Plate 2: V flor scopulum: the Ocean Mist Flower. The name is a misnomer: the Ocean Mist Flower is not a flower, but a coral animalcule of the aerial reefs of the Tellus Ocean. The seeming petals are absorption surfaces drawing moisture from the frequent ocean fogs of those latitudes. Pistils and stamen bear sticky palps, which function in the same fashion as Terrene spiderwebs, trapping prey. Venus boasts an entire ecosystem of marine insects unknown on Earth.
This cut is the most three-dimensional of Lady Ida’s Botanica Veneris. Reproductions only hint at the sculptural quality of the original. The “petals” have been curled at the edges over the blunt side of a pair of scissors. Each of the 208 palps has been sprung so that they stand proud from the black paper background.

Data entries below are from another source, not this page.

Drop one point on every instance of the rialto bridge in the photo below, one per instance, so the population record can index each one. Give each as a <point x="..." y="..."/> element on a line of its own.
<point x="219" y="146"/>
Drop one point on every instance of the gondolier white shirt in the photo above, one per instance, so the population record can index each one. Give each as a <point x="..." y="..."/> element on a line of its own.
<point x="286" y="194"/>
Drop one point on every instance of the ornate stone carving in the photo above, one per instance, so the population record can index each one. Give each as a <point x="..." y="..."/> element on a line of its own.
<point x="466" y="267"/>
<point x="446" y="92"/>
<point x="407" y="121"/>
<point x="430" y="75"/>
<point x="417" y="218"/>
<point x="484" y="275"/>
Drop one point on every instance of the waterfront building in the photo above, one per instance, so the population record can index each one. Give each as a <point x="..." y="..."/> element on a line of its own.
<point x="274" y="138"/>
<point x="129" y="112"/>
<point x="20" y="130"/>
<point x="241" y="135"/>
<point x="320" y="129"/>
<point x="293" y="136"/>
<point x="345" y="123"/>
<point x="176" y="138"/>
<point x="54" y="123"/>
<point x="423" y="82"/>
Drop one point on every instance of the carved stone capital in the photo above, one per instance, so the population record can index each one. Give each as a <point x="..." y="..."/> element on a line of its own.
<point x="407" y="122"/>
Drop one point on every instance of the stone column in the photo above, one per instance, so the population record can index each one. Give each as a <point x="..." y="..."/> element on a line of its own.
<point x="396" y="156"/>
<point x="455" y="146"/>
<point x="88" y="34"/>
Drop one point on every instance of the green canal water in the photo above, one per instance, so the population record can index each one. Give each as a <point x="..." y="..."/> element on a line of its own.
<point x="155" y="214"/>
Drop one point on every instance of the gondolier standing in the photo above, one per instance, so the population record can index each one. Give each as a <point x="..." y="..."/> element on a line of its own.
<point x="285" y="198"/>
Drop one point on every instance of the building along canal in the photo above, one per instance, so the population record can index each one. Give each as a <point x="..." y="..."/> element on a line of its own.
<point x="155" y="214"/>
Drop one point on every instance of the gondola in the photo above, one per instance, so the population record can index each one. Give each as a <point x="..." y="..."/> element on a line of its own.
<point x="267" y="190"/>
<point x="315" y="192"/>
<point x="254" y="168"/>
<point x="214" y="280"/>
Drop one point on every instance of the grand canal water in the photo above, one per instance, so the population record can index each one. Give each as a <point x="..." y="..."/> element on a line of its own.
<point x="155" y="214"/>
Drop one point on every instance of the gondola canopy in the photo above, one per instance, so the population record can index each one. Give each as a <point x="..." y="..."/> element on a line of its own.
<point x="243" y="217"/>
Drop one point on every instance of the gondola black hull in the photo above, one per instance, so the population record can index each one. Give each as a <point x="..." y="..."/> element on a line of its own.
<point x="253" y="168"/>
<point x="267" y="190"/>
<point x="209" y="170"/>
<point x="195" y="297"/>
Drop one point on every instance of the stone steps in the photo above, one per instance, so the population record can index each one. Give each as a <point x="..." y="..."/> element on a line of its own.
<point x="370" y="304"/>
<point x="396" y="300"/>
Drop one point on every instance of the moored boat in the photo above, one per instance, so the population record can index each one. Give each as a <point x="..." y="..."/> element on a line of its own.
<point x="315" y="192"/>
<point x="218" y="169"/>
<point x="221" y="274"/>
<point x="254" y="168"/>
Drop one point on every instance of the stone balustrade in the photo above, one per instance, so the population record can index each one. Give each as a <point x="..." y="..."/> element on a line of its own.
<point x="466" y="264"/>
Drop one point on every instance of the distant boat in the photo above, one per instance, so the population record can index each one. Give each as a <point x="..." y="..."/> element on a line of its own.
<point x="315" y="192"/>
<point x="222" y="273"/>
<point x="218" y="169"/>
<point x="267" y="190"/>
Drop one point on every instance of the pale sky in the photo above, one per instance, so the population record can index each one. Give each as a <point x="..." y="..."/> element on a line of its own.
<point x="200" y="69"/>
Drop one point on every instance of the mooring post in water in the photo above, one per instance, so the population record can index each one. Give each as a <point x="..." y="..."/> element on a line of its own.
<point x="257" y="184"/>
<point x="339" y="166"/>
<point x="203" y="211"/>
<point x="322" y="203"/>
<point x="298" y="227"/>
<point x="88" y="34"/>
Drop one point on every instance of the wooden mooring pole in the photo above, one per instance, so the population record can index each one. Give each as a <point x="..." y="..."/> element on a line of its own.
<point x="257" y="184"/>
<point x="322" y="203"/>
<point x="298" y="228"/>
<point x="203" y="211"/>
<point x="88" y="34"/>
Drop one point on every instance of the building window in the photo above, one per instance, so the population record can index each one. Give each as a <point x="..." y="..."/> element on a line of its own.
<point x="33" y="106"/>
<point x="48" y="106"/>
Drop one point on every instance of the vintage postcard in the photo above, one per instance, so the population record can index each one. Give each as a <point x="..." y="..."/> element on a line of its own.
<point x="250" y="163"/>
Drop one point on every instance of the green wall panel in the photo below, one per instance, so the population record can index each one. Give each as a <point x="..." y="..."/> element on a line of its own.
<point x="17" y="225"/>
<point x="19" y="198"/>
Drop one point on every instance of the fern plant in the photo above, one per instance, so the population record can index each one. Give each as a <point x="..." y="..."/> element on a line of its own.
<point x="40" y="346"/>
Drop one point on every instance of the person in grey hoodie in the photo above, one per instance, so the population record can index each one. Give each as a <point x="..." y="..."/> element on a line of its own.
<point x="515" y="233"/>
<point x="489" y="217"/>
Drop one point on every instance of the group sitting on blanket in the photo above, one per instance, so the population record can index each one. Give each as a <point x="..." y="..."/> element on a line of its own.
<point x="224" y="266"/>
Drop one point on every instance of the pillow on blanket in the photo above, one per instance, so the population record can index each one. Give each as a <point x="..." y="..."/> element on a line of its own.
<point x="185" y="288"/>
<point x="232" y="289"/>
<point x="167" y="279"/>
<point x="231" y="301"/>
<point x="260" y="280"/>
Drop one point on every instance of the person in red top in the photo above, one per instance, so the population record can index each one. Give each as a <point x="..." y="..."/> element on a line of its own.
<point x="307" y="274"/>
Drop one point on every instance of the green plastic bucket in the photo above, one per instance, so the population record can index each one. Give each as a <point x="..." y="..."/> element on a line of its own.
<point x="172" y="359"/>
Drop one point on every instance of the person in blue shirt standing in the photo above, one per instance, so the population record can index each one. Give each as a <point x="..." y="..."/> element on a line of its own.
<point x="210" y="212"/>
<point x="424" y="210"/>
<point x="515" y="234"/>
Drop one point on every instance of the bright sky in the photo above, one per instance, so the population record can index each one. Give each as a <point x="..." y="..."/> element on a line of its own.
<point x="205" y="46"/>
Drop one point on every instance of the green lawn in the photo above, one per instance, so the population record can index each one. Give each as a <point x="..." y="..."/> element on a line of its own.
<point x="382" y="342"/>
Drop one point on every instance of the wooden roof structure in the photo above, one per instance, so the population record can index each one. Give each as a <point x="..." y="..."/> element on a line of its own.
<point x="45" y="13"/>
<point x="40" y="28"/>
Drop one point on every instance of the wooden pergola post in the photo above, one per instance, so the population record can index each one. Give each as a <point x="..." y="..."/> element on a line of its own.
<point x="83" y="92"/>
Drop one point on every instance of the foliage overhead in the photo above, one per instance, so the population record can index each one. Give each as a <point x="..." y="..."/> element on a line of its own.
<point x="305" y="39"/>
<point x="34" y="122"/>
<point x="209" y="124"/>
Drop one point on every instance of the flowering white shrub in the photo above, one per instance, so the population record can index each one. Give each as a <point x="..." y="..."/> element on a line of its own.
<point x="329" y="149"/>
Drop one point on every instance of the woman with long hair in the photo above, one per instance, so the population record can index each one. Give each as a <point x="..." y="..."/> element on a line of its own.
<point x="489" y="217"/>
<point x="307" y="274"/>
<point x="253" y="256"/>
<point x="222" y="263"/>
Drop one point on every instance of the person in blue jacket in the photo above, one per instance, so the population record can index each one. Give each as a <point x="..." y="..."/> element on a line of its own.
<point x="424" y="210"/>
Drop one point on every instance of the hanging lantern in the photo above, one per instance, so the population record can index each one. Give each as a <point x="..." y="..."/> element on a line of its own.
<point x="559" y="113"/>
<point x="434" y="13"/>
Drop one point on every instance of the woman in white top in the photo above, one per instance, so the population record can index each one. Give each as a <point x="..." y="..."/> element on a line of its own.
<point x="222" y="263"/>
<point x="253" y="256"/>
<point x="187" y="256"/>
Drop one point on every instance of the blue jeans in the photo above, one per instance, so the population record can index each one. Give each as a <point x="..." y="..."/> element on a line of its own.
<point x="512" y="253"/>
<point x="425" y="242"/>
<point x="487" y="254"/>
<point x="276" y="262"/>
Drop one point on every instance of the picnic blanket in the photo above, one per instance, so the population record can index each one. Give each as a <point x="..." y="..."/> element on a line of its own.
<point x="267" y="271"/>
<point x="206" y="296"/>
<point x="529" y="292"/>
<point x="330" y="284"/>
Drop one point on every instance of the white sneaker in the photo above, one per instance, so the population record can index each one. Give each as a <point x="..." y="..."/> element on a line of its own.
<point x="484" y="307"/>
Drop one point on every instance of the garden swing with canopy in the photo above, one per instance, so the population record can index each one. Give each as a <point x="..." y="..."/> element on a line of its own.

Onion paper, hard-painted card.
THE HONORARY CONSUL’S TALE
PEARLS OF APHRODITE. TRULY, THE PEARLS BEYOND PRICE. THE pearls of Starosts and Aztars. But the cloud reefs are perilous, Lady Ida. Snap a man’s body clean in half, those bivalves. Crush his head like a Vulpeculan melon. Snare a hand or an ankle and drown him. Aphrodite’s Pearls are blood pearls. A fortune awaits anyone, my dear, who can culture them. A charming man, Arthur Hyde—that brogue of his made anything sound like the blessing of heaven itself. Charm the avios from the trees—but natural, unaffected. It was no surprise to learn he was of aristocratic stock. Quality: you can’t hide it. In those days, I owned a company—fishing trips across the archipelago. The legend of the Ourogoonta, the Island that is a Fish, was a potent draw. Imagine hooking one of those! Of course, they never did. No, I’d take them out, show them the cloud reefs, the Krid hives, the wing-fish migration, the air-jellies; get them pissed on the boat, take their photographs next to some thawed-out javelin-fish they hadn’t caught. Simple, easy, honest money. Why wasn’t it enough for me? I had done the trick enough times myself, drink one for the punter’s two, yet I fell for it that evening in the Windward Tavern, drinking hot, spiced kashash and the night wind whistling up in the spires of the dead Krid nest-haven like the caged souls of drowned sailors. Drinking for days down the Great Twilight, his one for my two. Charming, so charming, until I had pledged my boat on his plan. He would buy a planktoneer—an old bucket of a sea skimmer with nary a straight plate or a true rivet in her. He would seed her with spores and send her north on the great circulatory current, like a maritime cloud reef. Five years that current takes to circulate the globe before it returns to the arctic waters that birthed it. Five years is also the time it takes the Clam of Aphrodite to mature—what we call pearls are no such thing. Sperm, Lady Ida. Compressed sperm. In waters, it dissolves and disperses. Each Great Dawn the Tellus Ocean is white with it. In the air, it remains compact—the most prized of all jewels. Enough of fluids. By the time the reef ship reached the deep north, the clams would be mature and the cold water would kill them. It would be a simple task to strip the hulk with high-pressure hoses, harvest the pearls, and bank the fortune.